У нас есть депутат из Восточной Украины. Когда нужно сказать что-то на украинском, он заранее пишет текст. А когда импровизирует, то переходит на русский. Но я не буду издеваться над ним и заставлять говорить «тільки державною мовою». Я против принуждения людей.
Я за поддержку украинского языка, за его развитие. Я разговариваю на украинском языке, работаю над собой, хотя мне легче на русском. И в Могилянке я преподаю на украинском, хотя мне гораздо легче на русском или на польском. Но нужно с уважением относиться к людям, особенно в возрасте, для которых это сложно.
Отмена депутатской неприкосновенности снижает позицию парламента в новой политической системе и дает больше веса президенту. Не считаете ли вы, что это создает какие-то угрозы для политической системы Украины?
Угрозы всегда есть. Конечно, в наших условиях можно представить ситуацию, когда власть будет в руках недобросовестных деятелей, которые могут инспирировать дело против депутата на основании его убеждений, подбросить наркотики и так далее. В этом плане есть незащищенность, определенные риски. Но я считаю, что снятие неприкосновенности — это хорошо. Мне, например, скрывать нечего, и если я с чем-то не согласен, то напишу заявление и уйду.
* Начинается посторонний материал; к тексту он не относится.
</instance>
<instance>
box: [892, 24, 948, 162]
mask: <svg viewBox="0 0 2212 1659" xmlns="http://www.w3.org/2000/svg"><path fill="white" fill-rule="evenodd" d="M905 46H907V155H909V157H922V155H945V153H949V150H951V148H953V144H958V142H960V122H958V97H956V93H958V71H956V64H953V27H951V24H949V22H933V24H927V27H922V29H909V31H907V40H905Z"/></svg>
"Рассчитывать, что у нас будет уровень жизни хотя бы как у западных соседей в ближайшие пятьдесят-сто лет, наивно"
Но я категорически против снятия неприкосновенности с президента. У него все-таки должен быть полный иммунитет. Представьте себе, покупает какой-то олигарх решение судов, судьи начинают рассматривать дела против президента. Президент не сможет работать, если у него не будет иммунитета.
Как вы в целом оцениваете перспективы развития Украины?
Украина — страна периферийного капитализма, почти феодализма и очень далека от ядра европейской экономики. Почему в польской экономике кризиса не было? Потому что она играет роль дополнительной экономики к Германии. Но там уже уровень развития похуже, а мы еще более периферийные. Более того, отставание экономики Украины от Польши даже растет. Поэтому рассчитывать, что у нас будет уровень жизни хотя бы как у западных соседей в ближайшие пятьдесят-сто лет — наивно. Хотя возможно будет какой-то чудесный прорыв.
Но я стал оптимистом, побывав в Индии. Увидев их реалии, как живут люди «третьего мира», я понял, что мы еще очень-очень неплохо живем, все может быть гораздо хуже. В Киев я вернулся с удовольствием. Если хотите стать оптимистом нашего будущего, поезжайте в Индию.
Грамши говорил: «Пессимизм ума, оптимизм воли». В ближайшей перспективе я пессимист, а в долгосрочной — оптимист. Все-таки прогресс не остановить.